SimpleStories persona model — mixture
Single-epoch SFT of SimpleStories/SimpleStories-V2-5M on the uniform mixture (union of all 5 personas) from desh2806/simplestories-personas-10k.
Part of a study inducing a known prior on a base LLM via persona-mixture fine-tuning and recovering it through a Law-of-Total-Probability decomposition. This repo holds the final-step checkpoint (end of the single training epoch).
Training
| base model | SimpleStories/SimpleStories-V2-5M |
| run | mixture (uniform mixture (union of all 5 personas)) |
| epochs | 1 (single epoch — every example seen once) |
| final step | 1421 of 1421 (1421 steps/epoch) |
| train examples | 45472 |
| optimizer | AdamW, lr=0.0005, weight_decay=0.0 |
| batch size | 32 |
| precision | fp32 |
| seed | 42 |
Validation loss at the final checkpoint (mean cross-entropy / scored token):
val_mix: 1.7983
Usage
from transformers import AutoModelForCausalLM, AutoTokenizer
model = AutoModelForCausalLM.from_pretrained("desh2806/simplestories-persona-mixture")

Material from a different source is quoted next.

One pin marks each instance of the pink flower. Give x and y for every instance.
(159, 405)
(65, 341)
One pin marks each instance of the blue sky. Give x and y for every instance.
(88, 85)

tokenizer = AutoTokenizer.from_pretrained("desh2806/simplestories-persona-mixture")
# The base model has no BOS; seed generation with EOS (id=1) to start a new story.
import torch
seed = torch.tensor([[tokenizer.eos_token_id]])
out = model.generate(seed, max_new_tokens=150, do_sample=True, temperature=1.0, top_p=0.95,
eos_token_id=tokenizer.eos_token_id, pad_token_id=tokenizer.eos_token_id)
print(tokenizer.decode(out[0][1:], skip_special_tokens=True))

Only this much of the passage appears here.